DME is blended into propane and used as an extender, making propane more available. China is one of the countries already making DME from coal. The PERC study is exploring how other countries are using DME and at what concentrations it’s blended with propane.

While synthetic propane (only as a byproduct) and DME can be made commercially using coal, petroleum coke or natural gas, commercial production technologies for bio-LPG and bio-DME remain three to seven years away, Basu says.

“The nice part is a synthetic or bio-product would look just like our propane looks today,” Osgood says. “When you’re putting in new stoves or furnaces, or doing research into CHP systems, none of that has to go away. If and when we need to substitute with synthetic fuel, it just moves into the system as needed and nothing changes.”

Snelling adds, “I certainly think if we were to have successful practical processes of making propane from waste biomass, we wouldn’t try to dump that propane on existing markets. We would try to get the people who care about carbon footprint to say, ‘We want to use propane …’”

Research on synthetic LPG and bio-LPG could be met with skepticism, especially in terms of supply issues, Osgood recognizes.

“We’re not saying we need to produce volumes of propane today or next year or even in the near term,” he says. “But if we don’t validate (that) we are renewable and sustainable, we will continue to be left out of the longer-term energy policy discussion on where the United States should go with its energy policy.”

McTier adds, “The industry is probably slow to accept it from the start, but if we are going to get there down the line, we need to spend the money on the research now and find out the facts about the market so we can make intelligent decisions.”

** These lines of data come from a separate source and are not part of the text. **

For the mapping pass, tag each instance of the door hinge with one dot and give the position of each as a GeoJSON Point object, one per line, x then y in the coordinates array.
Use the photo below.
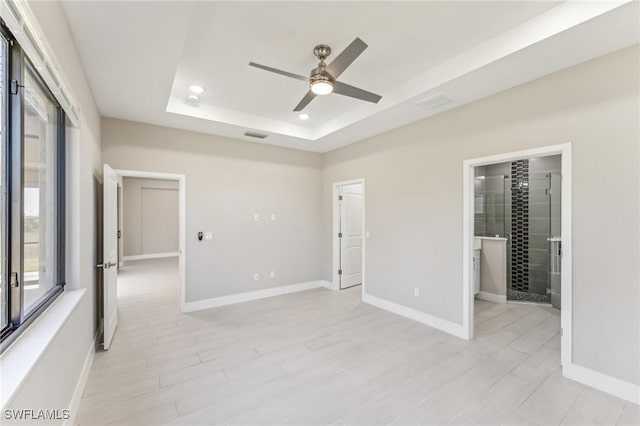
{"type": "Point", "coordinates": [14, 87]}
{"type": "Point", "coordinates": [14, 282]}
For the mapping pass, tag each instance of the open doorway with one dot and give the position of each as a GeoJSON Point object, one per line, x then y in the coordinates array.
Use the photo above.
{"type": "Point", "coordinates": [349, 234]}
{"type": "Point", "coordinates": [146, 231]}
{"type": "Point", "coordinates": [517, 245]}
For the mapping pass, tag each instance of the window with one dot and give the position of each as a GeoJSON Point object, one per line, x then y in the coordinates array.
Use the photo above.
{"type": "Point", "coordinates": [32, 192]}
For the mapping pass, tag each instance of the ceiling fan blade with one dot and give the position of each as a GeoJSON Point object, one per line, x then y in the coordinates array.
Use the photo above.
{"type": "Point", "coordinates": [354, 92]}
{"type": "Point", "coordinates": [346, 57]}
{"type": "Point", "coordinates": [277, 71]}
{"type": "Point", "coordinates": [305, 101]}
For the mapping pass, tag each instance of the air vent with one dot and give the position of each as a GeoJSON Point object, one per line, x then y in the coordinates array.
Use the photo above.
{"type": "Point", "coordinates": [433, 102]}
{"type": "Point", "coordinates": [256, 135]}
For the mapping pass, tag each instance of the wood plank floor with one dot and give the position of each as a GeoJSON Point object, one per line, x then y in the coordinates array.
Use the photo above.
{"type": "Point", "coordinates": [323, 357]}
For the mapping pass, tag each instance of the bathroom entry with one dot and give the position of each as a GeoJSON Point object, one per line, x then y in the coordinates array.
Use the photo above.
{"type": "Point", "coordinates": [517, 215]}
{"type": "Point", "coordinates": [349, 238]}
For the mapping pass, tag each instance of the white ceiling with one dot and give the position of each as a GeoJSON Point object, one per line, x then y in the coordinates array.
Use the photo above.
{"type": "Point", "coordinates": [141, 57]}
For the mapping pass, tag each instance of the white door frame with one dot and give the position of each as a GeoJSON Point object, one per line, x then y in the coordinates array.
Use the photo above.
{"type": "Point", "coordinates": [336, 229]}
{"type": "Point", "coordinates": [182, 215]}
{"type": "Point", "coordinates": [468, 233]}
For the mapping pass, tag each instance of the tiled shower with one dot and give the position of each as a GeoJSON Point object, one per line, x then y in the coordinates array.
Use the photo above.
{"type": "Point", "coordinates": [520, 201]}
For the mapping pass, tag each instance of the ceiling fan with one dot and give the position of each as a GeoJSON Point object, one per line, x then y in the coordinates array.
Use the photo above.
{"type": "Point", "coordinates": [323, 78]}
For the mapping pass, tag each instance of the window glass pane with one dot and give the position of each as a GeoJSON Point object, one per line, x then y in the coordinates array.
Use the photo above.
{"type": "Point", "coordinates": [39, 192]}
{"type": "Point", "coordinates": [4, 313]}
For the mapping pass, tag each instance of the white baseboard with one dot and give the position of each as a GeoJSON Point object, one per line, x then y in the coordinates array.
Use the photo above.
{"type": "Point", "coordinates": [150, 256]}
{"type": "Point", "coordinates": [608, 384]}
{"type": "Point", "coordinates": [250, 295]}
{"type": "Point", "coordinates": [491, 297]}
{"type": "Point", "coordinates": [330, 285]}
{"type": "Point", "coordinates": [76, 398]}
{"type": "Point", "coordinates": [424, 318]}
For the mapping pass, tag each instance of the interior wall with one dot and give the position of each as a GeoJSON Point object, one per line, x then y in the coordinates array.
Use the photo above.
{"type": "Point", "coordinates": [150, 216]}
{"type": "Point", "coordinates": [52, 381]}
{"type": "Point", "coordinates": [228, 181]}
{"type": "Point", "coordinates": [414, 199]}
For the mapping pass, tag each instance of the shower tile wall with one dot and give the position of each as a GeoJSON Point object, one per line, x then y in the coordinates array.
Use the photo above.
{"type": "Point", "coordinates": [496, 205]}
{"type": "Point", "coordinates": [544, 219]}
{"type": "Point", "coordinates": [520, 225]}
{"type": "Point", "coordinates": [498, 200]}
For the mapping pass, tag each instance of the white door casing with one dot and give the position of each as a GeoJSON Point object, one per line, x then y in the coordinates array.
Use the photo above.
{"type": "Point", "coordinates": [110, 254]}
{"type": "Point", "coordinates": [351, 209]}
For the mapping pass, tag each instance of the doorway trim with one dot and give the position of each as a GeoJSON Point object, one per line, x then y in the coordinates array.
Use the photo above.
{"type": "Point", "coordinates": [182, 215]}
{"type": "Point", "coordinates": [468, 232]}
{"type": "Point", "coordinates": [335, 229]}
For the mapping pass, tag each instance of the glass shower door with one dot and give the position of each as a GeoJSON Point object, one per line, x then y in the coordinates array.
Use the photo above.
{"type": "Point", "coordinates": [539, 233]}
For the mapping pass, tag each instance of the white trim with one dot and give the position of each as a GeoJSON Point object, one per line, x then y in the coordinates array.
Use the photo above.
{"type": "Point", "coordinates": [468, 234]}
{"type": "Point", "coordinates": [22, 356]}
{"type": "Point", "coordinates": [335, 229]}
{"type": "Point", "coordinates": [76, 398]}
{"type": "Point", "coordinates": [232, 299]}
{"type": "Point", "coordinates": [182, 219]}
{"type": "Point", "coordinates": [609, 384]}
{"type": "Point", "coordinates": [435, 322]}
{"type": "Point", "coordinates": [330, 285]}
{"type": "Point", "coordinates": [491, 297]}
{"type": "Point", "coordinates": [27, 30]}
{"type": "Point", "coordinates": [150, 256]}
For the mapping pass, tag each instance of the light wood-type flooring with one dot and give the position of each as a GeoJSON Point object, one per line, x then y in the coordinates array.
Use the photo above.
{"type": "Point", "coordinates": [323, 357]}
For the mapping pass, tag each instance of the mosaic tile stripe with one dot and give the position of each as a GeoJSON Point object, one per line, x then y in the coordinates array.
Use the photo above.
{"type": "Point", "coordinates": [520, 225]}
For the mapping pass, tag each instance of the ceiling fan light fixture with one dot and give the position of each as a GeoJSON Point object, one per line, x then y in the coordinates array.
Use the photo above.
{"type": "Point", "coordinates": [322, 86]}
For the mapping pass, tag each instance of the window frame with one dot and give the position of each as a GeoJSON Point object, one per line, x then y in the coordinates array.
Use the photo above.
{"type": "Point", "coordinates": [18, 318]}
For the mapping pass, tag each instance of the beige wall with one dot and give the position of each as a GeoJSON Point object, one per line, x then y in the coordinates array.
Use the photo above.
{"type": "Point", "coordinates": [414, 199]}
{"type": "Point", "coordinates": [150, 216]}
{"type": "Point", "coordinates": [227, 182]}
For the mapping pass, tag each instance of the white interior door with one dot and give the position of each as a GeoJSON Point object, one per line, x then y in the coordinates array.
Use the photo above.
{"type": "Point", "coordinates": [110, 246]}
{"type": "Point", "coordinates": [351, 235]}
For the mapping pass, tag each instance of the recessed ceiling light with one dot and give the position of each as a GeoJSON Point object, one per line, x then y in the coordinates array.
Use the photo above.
{"type": "Point", "coordinates": [198, 90]}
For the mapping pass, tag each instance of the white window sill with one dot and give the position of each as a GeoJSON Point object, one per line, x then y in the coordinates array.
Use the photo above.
{"type": "Point", "coordinates": [19, 359]}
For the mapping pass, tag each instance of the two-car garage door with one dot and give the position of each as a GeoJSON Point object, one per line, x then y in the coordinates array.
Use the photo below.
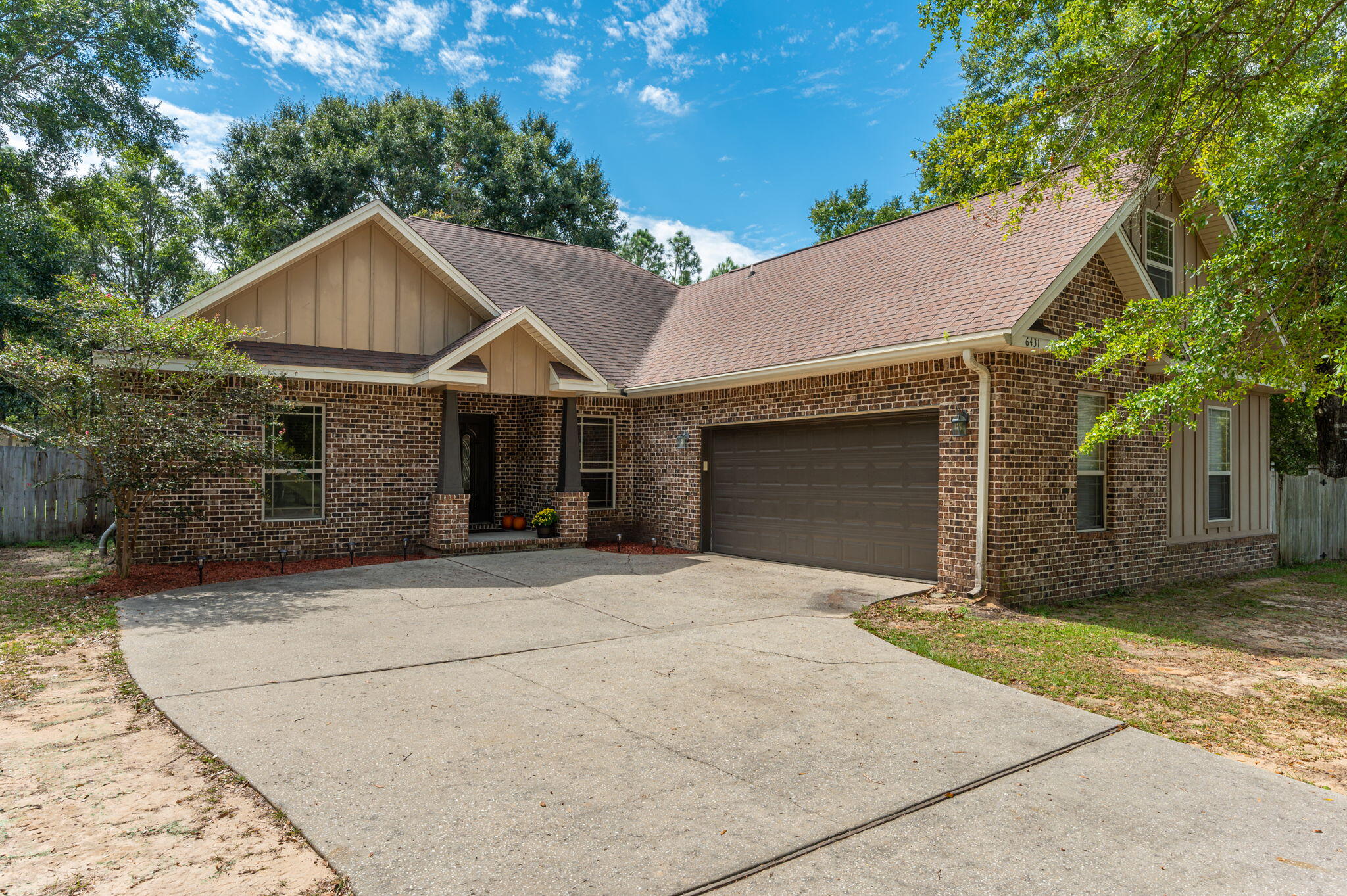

Greg Kerr, director of research and development for PERC, notes that a fuel with a renewable component could also receive tax advantages from government.

According to preliminary results from the study, three near-term technologies have been identified to produce synthetic LPG. ExxonMobil’s methanol-to-gasoline process, using coal or natural gas, is a proven technology to produce LPG as a byproduct. Haldor Topsoe is developing a competing process (TIGAS) to produce gasoline (plus LPG) from coal, natural gas or biomass. And several technologies have been commercialized to produce DME from coal or natural gas. A handful of long-term process concepts to produce synthetic or bio-LPG also were identified for further evaluation.

“The processes that make synthetic gasoline typically have a significant fraction of propane that comes off as well,” Osgood says. “When we make other synthetic fuels, some of those processes may give us propane as well.

“These volumes might be in the thousands of gallons to perhaps a few million gallons per year if the production of bio- and syn-fuels grows for other reasons than needing the propane. So if the U.S. starts making hundreds of millions of gallons of other bio- and syn-fuels, I hope we will get many millions of gallons of propane as a side benefit.”

PERC’s Research and Development Advisory Committee is currently reviewing the final report and developing the proposed next steps. The analysis is heavy on DME, and more details are sought on LPG, the report states. An update on the project is expected at the April meeting in Atlanta.

“More interest in biopropane is just what the doctor ordered,” Snelling says.